BEST NEW URBAN FANTASY BOOKS
Now we’re going to highlight our pick of the best new Urban Fantasy book series that are igniting the Amazon charts – from new, exciting authors you might not have heard of!
We say “best”, but that is totally our opinion. These books are bestsellers on the Amazon charts, but of course, everyone has different views on what a ‘top five Urban Fantasy list’ would include.
“Protector” by Leia Stone and S. T. Bende (Book 1 of the Night War Saga series).
Allie is gifted, or cursed, with the ability to see auras – energy signatures around people’s bodies. As an Environmental Studies major, she’s researching the recent wave of natural disasters around the world and also looking for a possible explanation for her psychic powers. Her studies and occasional partying with best friend Mallory are interrupted, first by finding a mysterious crystal necklace at an equally mysterious antique shop, and then by a strikingly handsome visiting professor lecturing in Norse Mythology. Why is the professor so interested in Allie? What is the connection of Norse Mythology to the recent wave of global natural disasters? What is the mystical power of the crystal necklace, and was it really by chance that Allie found it?

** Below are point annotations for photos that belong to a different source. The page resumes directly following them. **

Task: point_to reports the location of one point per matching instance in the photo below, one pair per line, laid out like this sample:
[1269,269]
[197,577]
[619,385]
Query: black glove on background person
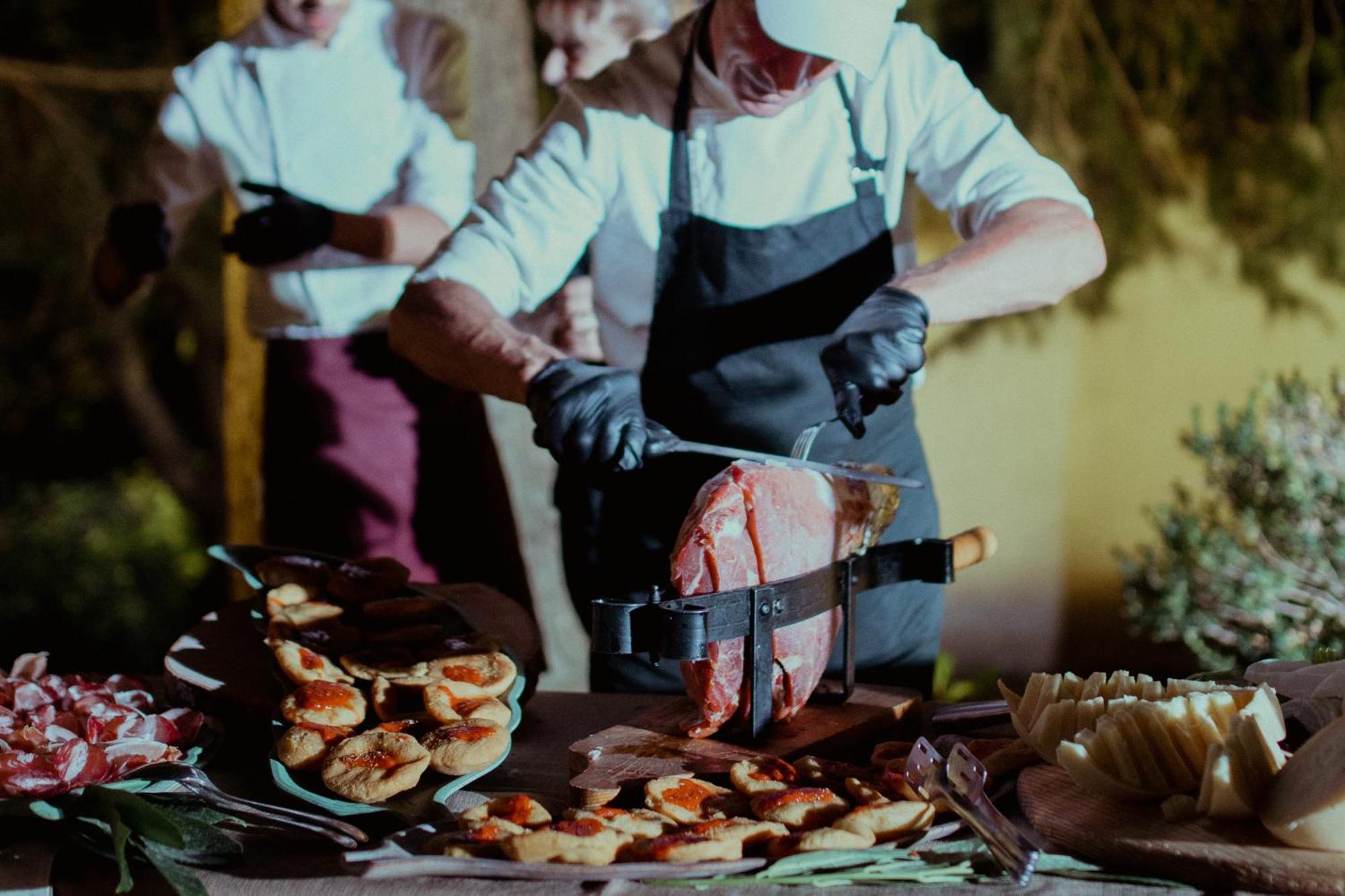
[139,235]
[280,231]
[588,416]
[876,350]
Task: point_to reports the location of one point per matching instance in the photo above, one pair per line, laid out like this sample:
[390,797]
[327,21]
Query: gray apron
[740,317]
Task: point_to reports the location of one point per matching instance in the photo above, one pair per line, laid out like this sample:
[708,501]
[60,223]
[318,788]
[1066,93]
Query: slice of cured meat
[754,524]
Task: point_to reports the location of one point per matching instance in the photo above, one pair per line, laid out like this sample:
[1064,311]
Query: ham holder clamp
[684,627]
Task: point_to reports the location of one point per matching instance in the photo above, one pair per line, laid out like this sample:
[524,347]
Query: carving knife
[664,442]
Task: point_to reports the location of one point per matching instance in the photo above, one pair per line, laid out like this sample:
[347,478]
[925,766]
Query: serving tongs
[960,783]
[188,779]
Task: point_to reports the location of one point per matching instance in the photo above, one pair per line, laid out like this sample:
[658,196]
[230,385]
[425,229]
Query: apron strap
[680,169]
[866,166]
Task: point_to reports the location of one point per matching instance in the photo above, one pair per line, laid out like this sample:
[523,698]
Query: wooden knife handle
[973,546]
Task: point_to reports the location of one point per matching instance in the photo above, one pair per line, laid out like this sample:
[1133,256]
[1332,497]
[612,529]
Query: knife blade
[664,442]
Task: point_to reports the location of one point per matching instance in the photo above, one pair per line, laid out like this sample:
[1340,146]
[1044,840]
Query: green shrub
[1258,567]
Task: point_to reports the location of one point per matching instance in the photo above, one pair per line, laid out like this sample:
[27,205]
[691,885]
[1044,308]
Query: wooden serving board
[1203,853]
[653,743]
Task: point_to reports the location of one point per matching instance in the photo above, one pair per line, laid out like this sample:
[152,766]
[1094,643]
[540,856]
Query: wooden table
[537,764]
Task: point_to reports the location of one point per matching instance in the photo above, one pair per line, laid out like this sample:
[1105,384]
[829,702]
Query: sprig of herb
[938,864]
[170,836]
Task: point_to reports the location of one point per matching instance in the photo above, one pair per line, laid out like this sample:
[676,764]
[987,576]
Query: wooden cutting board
[1202,853]
[653,744]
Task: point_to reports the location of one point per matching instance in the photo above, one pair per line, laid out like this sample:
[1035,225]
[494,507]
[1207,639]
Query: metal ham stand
[684,627]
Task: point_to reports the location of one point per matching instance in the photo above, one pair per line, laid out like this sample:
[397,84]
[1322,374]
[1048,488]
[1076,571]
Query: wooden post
[245,370]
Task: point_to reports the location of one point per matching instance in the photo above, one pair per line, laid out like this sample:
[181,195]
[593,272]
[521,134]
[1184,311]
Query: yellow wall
[1059,446]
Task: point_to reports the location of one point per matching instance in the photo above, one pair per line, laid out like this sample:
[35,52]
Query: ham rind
[789,522]
[715,552]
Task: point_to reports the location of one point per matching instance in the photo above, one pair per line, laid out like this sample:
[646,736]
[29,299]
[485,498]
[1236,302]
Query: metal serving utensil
[804,442]
[960,782]
[193,780]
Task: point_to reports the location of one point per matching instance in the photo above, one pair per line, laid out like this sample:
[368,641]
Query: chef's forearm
[451,331]
[1030,256]
[400,236]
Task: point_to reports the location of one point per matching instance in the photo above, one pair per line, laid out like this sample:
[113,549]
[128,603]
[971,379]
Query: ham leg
[754,524]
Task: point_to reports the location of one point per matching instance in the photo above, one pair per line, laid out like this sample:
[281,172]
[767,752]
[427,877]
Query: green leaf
[143,817]
[178,876]
[805,862]
[120,834]
[204,841]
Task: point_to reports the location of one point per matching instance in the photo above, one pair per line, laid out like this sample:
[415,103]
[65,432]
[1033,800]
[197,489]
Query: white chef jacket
[599,173]
[358,126]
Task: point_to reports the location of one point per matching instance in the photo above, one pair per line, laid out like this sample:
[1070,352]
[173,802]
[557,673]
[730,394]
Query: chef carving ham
[757,524]
[61,732]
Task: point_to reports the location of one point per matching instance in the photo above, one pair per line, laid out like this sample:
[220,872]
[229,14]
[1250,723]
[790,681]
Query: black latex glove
[141,237]
[280,231]
[588,416]
[876,350]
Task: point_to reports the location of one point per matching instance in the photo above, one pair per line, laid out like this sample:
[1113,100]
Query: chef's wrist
[367,236]
[894,296]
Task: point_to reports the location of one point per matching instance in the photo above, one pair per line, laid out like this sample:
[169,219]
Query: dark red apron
[368,456]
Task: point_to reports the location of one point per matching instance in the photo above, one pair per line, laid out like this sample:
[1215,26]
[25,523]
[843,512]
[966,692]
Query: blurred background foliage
[1234,106]
[1256,567]
[110,446]
[108,436]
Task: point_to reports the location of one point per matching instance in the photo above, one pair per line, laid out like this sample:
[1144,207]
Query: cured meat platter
[1221,856]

“Rosemary and Rue” by Seanan McGuire (Book 1 of the “October Daye” series).
Private Investigator October Daye spent fourteen years as a fish. That would be enough to traumatize anyone, but as a half-human Fae hybrid, she also has the ignorance of humans and the scorn of her Faerie relatives to contend with. When Countess Evening Winterrose, one of the secret regents of the San Francisco Bay Area, is mysteriously killed, October is recruited by the Duke of Shadowed Hills to solve the mystery. She begins to get her life back, renewing old alliances and making new friends … but enemies both new and old want to stop her getting to the truth.
A Brush with the Moon by Raquel Lyon (Book 1 in the Foxblood trilogy).
Sophie is looking forward to starting a new life at University; it means reuniting with her best friend, escaping from her overbearing mother, and pursuing her love of art. The new town, however, has a number of secrets, including a nightclub with a highly sinister owner. Weirdest of all, she’s been bitten by a fox – and the fox is now appearing in her dreams and nightmares …
“Dark Is Her Nature” by Judith Berens (Book 1 of “The School of Necessary Magic” series).
This novel starts not with a bang, but with a fireball – thrown at Izzie’s family by rival sorcerers as they are trying to flee persecution. Her parents realize that the safest place for her is in hiding – as a freshman at the School of Necessary Magic – with her memories wiped. Alone in a strange new school, she must build a new life for herself, make new friends, learn to harness her new powers. But the sorcerers who forced her to flee her home are still looking for her – and the family she doesn’t know she has …
“Wings and Destruction” by G. K. DeRosa (Book 1 of the Vampire and Angel Wars).
What could be more awesome than angels at war? How about … angels at war with vampires? When Book 1 starts, the Earth has already been destroyed. Liv, the main character, survives by scavenging in a post-apocalyptic urban wilderness. With her family gone, her only companions are her best friend Asher and her dog Duke – until Asher is captured by a Nephilim foraging party. In her attempts to follow him to the hellish fortress where he is being held, she encounters Declan, who offers her help and transportation. Declan also has a shocking secret … one that will force Liv to question everything she knows and loves … and reevaluate her place in this new volatile world …
NB: We thought about calling this blog post “Best Young Adult Urban Fantasy Books.” However, the label ‘Young Adult’ can be confusing these days, as books such as the above are being read and enjoyed by people of all ages. And with good reason – they’re all fantastic – in every sense of that word!